In the final part of the book, Seth applies this ‘beast machine’ idea to our subjective experience of ourselves as a persisting agent over time. Despite the many changes that our bodies and minds undergo over a lifetime, we still have a subjective experience of being the same person – of ‘being you’. What explains this? Seth suggests that it is another top-down prediction, albeit a higher-level one, that reflects a pattern of stability in our bestial, interoceptive predictions. In order for us to exist, our key physiological variables have to remain within certain ranges – if our heartbeat were to stop, or our breathing were to cease, we would die. Hence, given that we exist, there has to be an inherent stability to our bestial predictions. This stability is compounded by the action-determining character of those predictions. If a predictive system decides to hold onto a top-down prediction with a high degree of confidence (if it ‘clamps’ it as true), then other variables in the system will tend to change in preference, e.g. it might revise other predictions or cause the environment to change, so as to keep the clamped prediction true. In this way, a prediction that is accorded a high degree of certainty may serve as a kind of self-fulfilling expectation. Seth suggests that we predict that we are the same over time, not only because our key physiological variables tend to remain within the same range over time, but also because by having a strongly held prediction that they do remain the same, we help to keep them within that range. Your subjective sense that there is some ‘you’ that is stable and persisting over time arises because of the doubly-stable nature of your top-down interoceptive predictions.
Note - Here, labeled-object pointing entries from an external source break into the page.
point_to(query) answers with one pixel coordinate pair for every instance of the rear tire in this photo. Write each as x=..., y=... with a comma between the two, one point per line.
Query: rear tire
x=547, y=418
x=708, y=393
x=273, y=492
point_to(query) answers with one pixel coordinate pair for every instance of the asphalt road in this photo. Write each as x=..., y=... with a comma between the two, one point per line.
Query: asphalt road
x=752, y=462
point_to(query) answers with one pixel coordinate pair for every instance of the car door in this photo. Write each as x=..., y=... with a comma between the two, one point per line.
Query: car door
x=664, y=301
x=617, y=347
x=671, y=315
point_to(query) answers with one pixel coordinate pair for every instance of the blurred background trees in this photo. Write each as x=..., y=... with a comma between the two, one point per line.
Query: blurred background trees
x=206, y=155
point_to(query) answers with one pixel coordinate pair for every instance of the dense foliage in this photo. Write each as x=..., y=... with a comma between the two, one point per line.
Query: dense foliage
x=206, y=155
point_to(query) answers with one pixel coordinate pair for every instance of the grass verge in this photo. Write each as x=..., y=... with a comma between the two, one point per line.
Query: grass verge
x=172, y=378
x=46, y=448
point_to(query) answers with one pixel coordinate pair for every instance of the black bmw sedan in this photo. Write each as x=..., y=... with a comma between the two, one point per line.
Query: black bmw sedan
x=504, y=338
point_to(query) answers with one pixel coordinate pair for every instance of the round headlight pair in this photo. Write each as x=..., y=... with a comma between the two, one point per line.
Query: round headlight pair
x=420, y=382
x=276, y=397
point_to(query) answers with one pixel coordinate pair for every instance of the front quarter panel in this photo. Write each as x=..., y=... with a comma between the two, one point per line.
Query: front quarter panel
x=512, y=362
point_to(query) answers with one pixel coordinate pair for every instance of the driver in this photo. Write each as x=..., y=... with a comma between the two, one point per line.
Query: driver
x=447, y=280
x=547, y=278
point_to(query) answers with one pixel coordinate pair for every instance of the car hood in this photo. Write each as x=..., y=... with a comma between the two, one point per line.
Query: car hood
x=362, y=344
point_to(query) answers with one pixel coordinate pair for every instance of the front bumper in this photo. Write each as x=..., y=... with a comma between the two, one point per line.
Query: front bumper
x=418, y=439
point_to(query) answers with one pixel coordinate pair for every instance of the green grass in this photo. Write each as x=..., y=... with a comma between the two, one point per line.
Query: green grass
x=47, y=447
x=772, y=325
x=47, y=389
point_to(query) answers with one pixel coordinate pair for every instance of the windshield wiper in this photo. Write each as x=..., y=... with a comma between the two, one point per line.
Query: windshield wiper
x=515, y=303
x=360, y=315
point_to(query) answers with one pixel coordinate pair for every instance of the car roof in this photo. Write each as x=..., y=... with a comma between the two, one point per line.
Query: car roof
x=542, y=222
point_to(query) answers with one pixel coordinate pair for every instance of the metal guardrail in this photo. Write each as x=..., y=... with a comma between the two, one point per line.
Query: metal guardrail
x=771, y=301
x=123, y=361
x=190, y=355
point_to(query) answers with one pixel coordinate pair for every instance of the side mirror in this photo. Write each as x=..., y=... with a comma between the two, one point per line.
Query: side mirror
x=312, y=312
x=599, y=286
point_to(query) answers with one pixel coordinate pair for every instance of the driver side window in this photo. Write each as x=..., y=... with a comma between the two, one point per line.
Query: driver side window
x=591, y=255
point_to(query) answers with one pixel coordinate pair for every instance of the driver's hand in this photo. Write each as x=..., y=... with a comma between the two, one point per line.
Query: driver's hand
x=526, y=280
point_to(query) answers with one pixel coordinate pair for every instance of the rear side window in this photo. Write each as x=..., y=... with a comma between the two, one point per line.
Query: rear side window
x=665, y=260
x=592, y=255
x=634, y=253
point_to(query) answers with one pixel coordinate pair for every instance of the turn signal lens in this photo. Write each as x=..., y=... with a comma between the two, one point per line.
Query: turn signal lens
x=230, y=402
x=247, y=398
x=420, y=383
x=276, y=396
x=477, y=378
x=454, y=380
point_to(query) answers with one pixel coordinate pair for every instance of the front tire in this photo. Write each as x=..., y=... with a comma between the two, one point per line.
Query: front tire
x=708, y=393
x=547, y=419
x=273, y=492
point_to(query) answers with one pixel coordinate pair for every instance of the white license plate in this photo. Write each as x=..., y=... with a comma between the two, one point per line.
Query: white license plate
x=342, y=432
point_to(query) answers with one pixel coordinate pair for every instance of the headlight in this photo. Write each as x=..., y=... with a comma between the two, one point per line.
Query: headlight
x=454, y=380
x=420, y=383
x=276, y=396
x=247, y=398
Seth ends his book on a cautionary note. Even if his ideas concerning the real problem prove correct, important gaps would still remain in our understanding of consciousness. He considers what would happen if the predictive processing algorithm were run inside an electronic computer. He conjectures that it would be unlikely to be accompanied by phenomenal experience. He tentatively concludes that there is something special about our material biological make-up that, combined with the prediction generation machinery, breathes consciousness into us. What that special ingredient is, however, is left open and unexplored. In the end, the hard problem – the search to understand why certain physical conditions give rise to phenomenal consciousness – is a difficult one to escape.